Police and members of the Koori community scuffled during a commemoration.
One eye witness reported, "After a beautiful long night of celebration and recollection, all of the supporters gathered around the fire to put it out in the proper way. The authorities weren't happy with that and barged through the crowd to put it out themselves, in complete disrespect to the Fire and all those around it."
According to another supporter, "The camp was never a protest against the Commonwealth games. Its intent was far wider than reported by the media.
The camp was a representation that aboriginal people were still in existence, that they had rights and that their cause - regardless of right-wing opinion to the contrary - was just. The intent was to raise awareness of Aboriginal issues in Australia, and to bring the face of Aboriginal Australia to the world’s media. The Commonwealth Games provided such an opportunity.
Koori spokesman David Dryden says the gathering will become an annual event.
"You know there is a sacred site here, not just something that happened 12 months ago, but there's Aboriginal remains there, my ancestors' bones, skeletal remains in that rock, underneath that rock over there in a mass grave," he said.
"If it's not sacred to us, I don't know what is."
For more on Camp Soverignty go to http://campsovereignty.wordpress.com/
The following is from the Daily Telegraph (Australia)
Aboriginal fire protest rekindled
ABORIGINAL activists have vowed to return to Melbourne's Kings Domain each year despite clashing with police today at a ceremony marking the first anniversary of their protest.
About 200 people took advantage of Labour Day celebrations to gather in the city park that was commandeered by Aboriginal protesters for two months early last year.

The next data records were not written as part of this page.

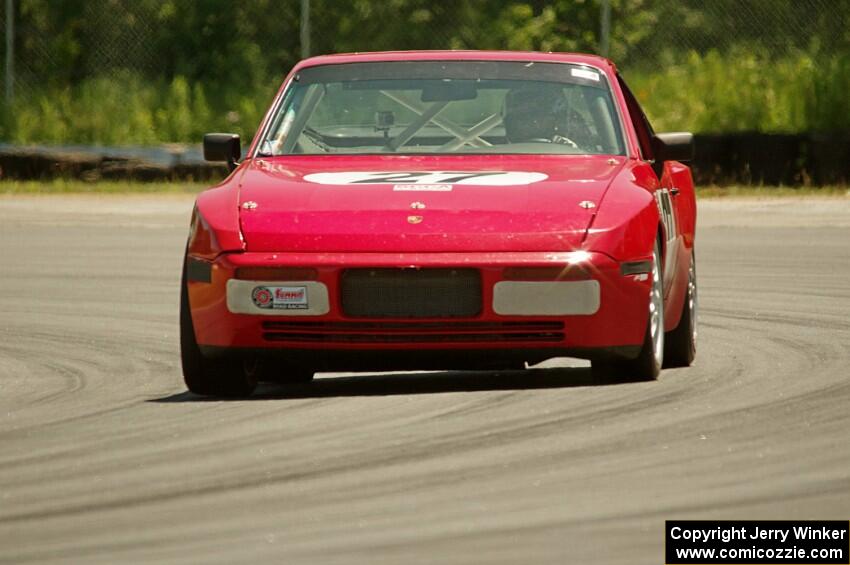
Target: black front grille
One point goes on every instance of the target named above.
(411, 293)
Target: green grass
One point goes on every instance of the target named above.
(742, 191)
(737, 90)
(60, 186)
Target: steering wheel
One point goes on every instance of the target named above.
(557, 139)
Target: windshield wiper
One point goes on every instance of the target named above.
(317, 138)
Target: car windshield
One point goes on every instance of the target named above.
(502, 107)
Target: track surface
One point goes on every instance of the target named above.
(105, 458)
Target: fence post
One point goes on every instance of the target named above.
(605, 27)
(10, 50)
(305, 29)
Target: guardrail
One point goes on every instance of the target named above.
(721, 159)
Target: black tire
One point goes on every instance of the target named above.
(225, 377)
(680, 344)
(647, 365)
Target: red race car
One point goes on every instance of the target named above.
(442, 210)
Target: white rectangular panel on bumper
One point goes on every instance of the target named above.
(268, 298)
(546, 298)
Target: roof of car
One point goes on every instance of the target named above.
(458, 55)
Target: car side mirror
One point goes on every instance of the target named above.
(223, 147)
(676, 146)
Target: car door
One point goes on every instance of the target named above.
(665, 192)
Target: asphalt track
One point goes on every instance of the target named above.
(105, 458)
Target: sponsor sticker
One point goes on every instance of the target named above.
(585, 74)
(280, 297)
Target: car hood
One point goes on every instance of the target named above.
(421, 204)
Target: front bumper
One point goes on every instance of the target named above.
(606, 311)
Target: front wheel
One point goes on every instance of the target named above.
(227, 377)
(647, 365)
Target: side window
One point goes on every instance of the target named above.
(642, 127)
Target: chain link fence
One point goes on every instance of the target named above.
(219, 62)
(65, 43)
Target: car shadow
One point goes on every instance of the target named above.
(397, 384)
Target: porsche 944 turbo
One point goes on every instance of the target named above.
(442, 210)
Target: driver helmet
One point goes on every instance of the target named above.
(534, 112)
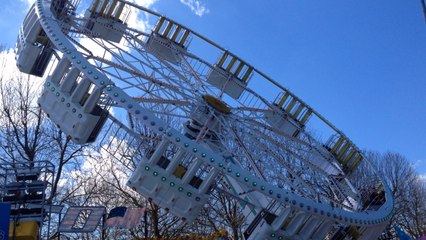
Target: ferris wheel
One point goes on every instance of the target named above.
(218, 122)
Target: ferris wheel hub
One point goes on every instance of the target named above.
(217, 104)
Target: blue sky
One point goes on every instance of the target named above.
(361, 64)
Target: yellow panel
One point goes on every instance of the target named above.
(239, 68)
(231, 64)
(159, 24)
(338, 143)
(176, 33)
(94, 5)
(24, 231)
(184, 37)
(283, 99)
(111, 8)
(222, 59)
(247, 74)
(298, 111)
(355, 164)
(306, 116)
(101, 12)
(290, 105)
(120, 10)
(167, 30)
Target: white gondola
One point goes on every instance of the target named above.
(33, 47)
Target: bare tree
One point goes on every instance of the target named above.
(408, 190)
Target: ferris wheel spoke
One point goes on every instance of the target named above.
(192, 122)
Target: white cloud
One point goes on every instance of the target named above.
(196, 7)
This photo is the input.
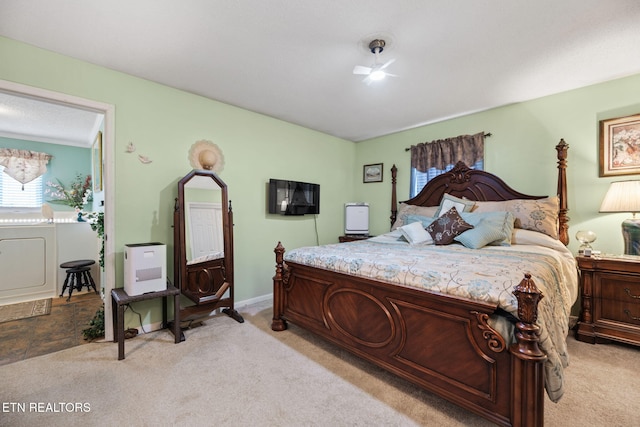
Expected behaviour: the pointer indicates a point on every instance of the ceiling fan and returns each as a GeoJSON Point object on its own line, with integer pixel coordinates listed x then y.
{"type": "Point", "coordinates": [377, 70]}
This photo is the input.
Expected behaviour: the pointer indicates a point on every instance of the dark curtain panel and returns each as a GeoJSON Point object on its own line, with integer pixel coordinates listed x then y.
{"type": "Point", "coordinates": [443, 152]}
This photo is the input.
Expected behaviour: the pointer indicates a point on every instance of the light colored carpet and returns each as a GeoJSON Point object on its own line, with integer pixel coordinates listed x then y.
{"type": "Point", "coordinates": [227, 373]}
{"type": "Point", "coordinates": [22, 310]}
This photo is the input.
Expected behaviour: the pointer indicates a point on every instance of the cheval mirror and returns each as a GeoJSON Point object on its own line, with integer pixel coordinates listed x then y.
{"type": "Point", "coordinates": [203, 245]}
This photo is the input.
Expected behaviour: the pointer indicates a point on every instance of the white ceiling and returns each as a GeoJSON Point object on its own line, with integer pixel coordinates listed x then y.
{"type": "Point", "coordinates": [293, 59]}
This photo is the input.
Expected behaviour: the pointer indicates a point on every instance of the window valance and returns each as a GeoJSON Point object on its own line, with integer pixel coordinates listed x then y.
{"type": "Point", "coordinates": [443, 152]}
{"type": "Point", "coordinates": [23, 165]}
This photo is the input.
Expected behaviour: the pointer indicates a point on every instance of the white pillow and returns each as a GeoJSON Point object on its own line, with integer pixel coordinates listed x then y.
{"type": "Point", "coordinates": [415, 233]}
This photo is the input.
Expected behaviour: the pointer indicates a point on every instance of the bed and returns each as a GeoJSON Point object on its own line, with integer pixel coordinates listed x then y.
{"type": "Point", "coordinates": [488, 339]}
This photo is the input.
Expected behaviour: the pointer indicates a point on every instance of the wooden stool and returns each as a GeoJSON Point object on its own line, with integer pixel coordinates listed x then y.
{"type": "Point", "coordinates": [78, 276]}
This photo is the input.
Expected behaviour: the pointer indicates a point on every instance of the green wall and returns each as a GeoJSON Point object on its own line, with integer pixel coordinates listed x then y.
{"type": "Point", "coordinates": [521, 151]}
{"type": "Point", "coordinates": [66, 163]}
{"type": "Point", "coordinates": [163, 123]}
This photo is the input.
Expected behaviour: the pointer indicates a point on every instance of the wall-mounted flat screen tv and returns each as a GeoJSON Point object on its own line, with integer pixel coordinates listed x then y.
{"type": "Point", "coordinates": [293, 197]}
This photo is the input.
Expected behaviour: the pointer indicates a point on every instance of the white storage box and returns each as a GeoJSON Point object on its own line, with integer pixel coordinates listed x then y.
{"type": "Point", "coordinates": [145, 268]}
{"type": "Point", "coordinates": [356, 218]}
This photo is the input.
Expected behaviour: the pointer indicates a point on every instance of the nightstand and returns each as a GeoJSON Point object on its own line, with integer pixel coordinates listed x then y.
{"type": "Point", "coordinates": [610, 292]}
{"type": "Point", "coordinates": [352, 237]}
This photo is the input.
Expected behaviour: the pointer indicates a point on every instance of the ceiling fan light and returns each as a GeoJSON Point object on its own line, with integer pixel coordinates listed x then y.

The protest, dubbed Camp Sovereignty, was eventually disbanded after a Supreme Court injunction ordered the demonstrators out.
Today a contingent returned to the park, lighting a fire to mark the “sacred flame” that burned at the protest a year ago.
Police and Melbourne City Council officers moved in and had to extinguish the fire three times before the crowd eventually dispersed.
The first time they were heckled by protesters, some yelling “Shame, shame” in a rough confrontation.
Camp Sovereignty spokesman Robbie Thorpe said the group had police permission to burn a campfire at the site until 8pm (AEDT). But police denied the claim, saying they had no jurisdiction to grant such permission.
Senior Constable Adam West said police informed Mr Thorpe that he would have to get permission from Parks Victoria to light the fire.
“We basically had no jurisdiction to make an arrangement or anything like that,” he said.
Mr Thorpe is undeterred.
He said the group would return again each year on the anniversary of Campy Sovereignty to spread the message of Aboriginal genocide, treaty and sovereignty.
“It's been 12 months since the fire commenced and we're still trying to get the message across,” Mr Thorpe said.
“The Aboriginal people's situation hasn't changed any, it's got worse and we're going to continue to do that (light the fire).
“It's an annual event now to get our message out that this is our land and our laws apply.”